Not my problem… looks like they made a bad investment. That's capitalism.
Bull 💩💩💩💩They would not outsource all these office jobs overseas if buildings where needed what a joke😱😱
Kev was at the bar 20 min ago😂😂😂use Visine next time
This guy its disperate to make videos and put the title "MARKET CRASH INCOMING" 😂😂 Well, to manny videos will reduce his wiews a lot so thats good, no more "MARKET CRASH INCOMING".
Use to like Kevin but to manny ClickBait titles means its nothing interesting in his videos ☠️
Unsubscribe and pressed dont see no more videos from this guy.
let's go to black swan…Kevin, are you planning on flip flop again? let the stock crash like 2008 and have bear chance to see October bottom or even further down….

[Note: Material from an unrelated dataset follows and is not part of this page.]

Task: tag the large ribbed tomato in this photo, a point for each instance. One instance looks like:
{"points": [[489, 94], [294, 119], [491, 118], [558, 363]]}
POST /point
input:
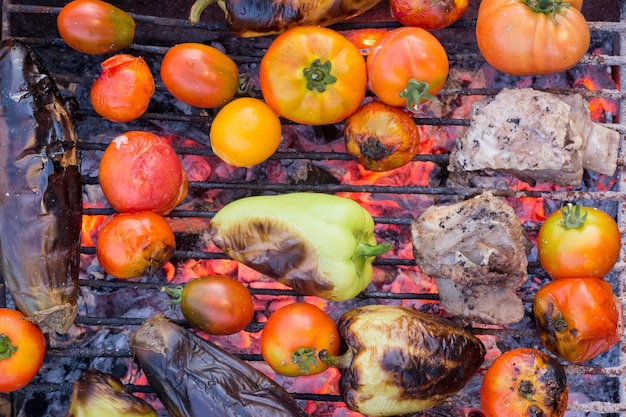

About 6 stories bulding he's compltely right. Many startups that during pandemic plus other never seen before businesses companies created these mything of the 6 – 9 stories building. Big failure. This guy he's a genious.
Do you ever take a vacation? Lol
Of course managers want workers to come in because they want to manage them in person. The people doing the actual work can do the same work at home and not need to commute 2 hours a day for no reason.
It's worse than you think. A couple years back I remember reading an article about how a lot of big companies were lying their asses off about their income to get lower interest rates. If the banks actually start doing due diligence they're fracked.
Kevin: I don’t believe in AFFIRM and buy now pay later. These are terrible during a recession or a slow down economy.
Also Kevin: Someone can easily busy shoes with buy now pay later. They can’t take your shoes away. There’s no collateral.
Also Kevin: It’s not my responsibility if these 3rd party companies I endorse fail or bankrupts.
Also Kevin: I’m not a financial advisor but don’t use buy now pay later to buy for goods you don’t essentially need. Don’t buy something that you cannot afford.
Kevin Now: You can now use buy now pay later to pay for my course! 😂🤑
Can’t knock the hustle!
Save yourself from Kevin
Kevin they need to convert the middle into sever farms
In Canada all residential mortgages are for a term of maximum 5 years. Odd is the occasion your allowed up to 7 year. Just a fun fact.